# Need help understanding precalc symbols?

Studying for precalc. Came across this weird symbol I have never seen before.

Ā

If A = {3, 6, 9, 12}

would this mean A ≠ {3, 6, 9, 12} and that would be the acceptable answer? This is just the way I am looking at it but it seems to be wrong.

Another symbol I am looking at is this one:

http://i.imgur.com/iidxQBR.png

Again I have never seen this symbol but I know it will be on a quiz soon.

### 2 Answers

- answerINGLv 66 years agoFavorite Answer
The overscore A: Ā (I think) has traditionally been used

to refer to the complement of (in your case) a set.

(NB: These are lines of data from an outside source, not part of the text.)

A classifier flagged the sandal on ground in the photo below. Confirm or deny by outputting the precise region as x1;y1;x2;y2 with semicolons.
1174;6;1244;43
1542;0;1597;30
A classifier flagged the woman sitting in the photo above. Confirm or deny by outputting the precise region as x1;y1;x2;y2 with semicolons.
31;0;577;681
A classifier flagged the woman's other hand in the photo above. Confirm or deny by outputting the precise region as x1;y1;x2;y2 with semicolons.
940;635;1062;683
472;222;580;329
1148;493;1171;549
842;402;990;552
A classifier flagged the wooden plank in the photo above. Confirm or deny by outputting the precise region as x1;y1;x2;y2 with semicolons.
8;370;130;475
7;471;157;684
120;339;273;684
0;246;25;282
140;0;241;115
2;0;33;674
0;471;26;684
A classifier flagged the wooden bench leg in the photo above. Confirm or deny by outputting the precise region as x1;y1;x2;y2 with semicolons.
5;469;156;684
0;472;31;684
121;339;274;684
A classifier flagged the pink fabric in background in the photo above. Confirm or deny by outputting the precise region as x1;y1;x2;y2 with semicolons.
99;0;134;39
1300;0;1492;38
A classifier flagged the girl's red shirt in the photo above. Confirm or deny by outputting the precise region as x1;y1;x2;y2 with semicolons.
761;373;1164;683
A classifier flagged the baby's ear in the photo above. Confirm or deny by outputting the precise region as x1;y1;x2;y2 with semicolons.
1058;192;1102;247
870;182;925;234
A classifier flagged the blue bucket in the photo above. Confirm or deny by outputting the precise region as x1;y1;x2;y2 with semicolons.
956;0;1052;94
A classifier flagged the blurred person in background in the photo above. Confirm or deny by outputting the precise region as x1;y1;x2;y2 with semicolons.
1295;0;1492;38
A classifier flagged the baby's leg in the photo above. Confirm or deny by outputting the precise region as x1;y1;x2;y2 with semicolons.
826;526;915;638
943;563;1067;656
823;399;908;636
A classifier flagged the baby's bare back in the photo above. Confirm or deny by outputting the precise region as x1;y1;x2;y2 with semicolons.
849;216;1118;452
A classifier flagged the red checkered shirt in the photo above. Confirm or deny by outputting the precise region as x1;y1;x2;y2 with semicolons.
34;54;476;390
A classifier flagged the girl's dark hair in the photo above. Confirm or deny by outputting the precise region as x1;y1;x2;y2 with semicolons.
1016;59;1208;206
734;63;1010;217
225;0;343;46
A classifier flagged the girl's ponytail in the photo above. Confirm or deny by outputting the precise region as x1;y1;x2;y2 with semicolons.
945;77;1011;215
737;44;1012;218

A U Ā should

produce the universe of elements. So depending on what your

universe is, Ā is the set of elements left, after

removing the elements of A from the universe.

∈ ∉

The epsilon (without the slash) indicates INclusion: 3 ∈ A;

The epsilon with the slash indicates EXclusion: 1 ∉ A

- NoneLv 76 years ago
In set theory, the curly brackets symbol { } encloses the members of a set, i.e., a collection of elements.

The "curved E" symbol is used to mean "is a member of the set" exactly as shown in your link.

"a∈A" means a is an element of A. If A = {3,9,14}, then 3 ∈ A and vice versa.

The curvy E with a slash through it means "is not a member of the set"

x∉A means x is not an element of A. Example: A = {3,9,14}, 1 ∉ A

The A-bar symbol Ā could mean "not A" but is not listed as a set symbol in:

http://www.rapidtables.com/math/symbols/Set_Symbol...

However, http://mathworld.wolfram.com/Bar.html tells us that the bar notation in set theory indicates either the complement Ā of a set A, or a set stripped of any structure besides order, hence the order type of the set.

In general, "complement" refers to that subset F' of some set S which excludes a given subset F. Taking F and its complement F^' together then gives the whole of the original set. So you are more or less correct when you say that Ā ≠ {3, 6, 9, 12} ≠ {3, 6, 9, 12}, but you must recognize that this implies that Ā comprises all the other members of a set of which 3, 6, 9, 12 are elements.

More than you wanted to know, right?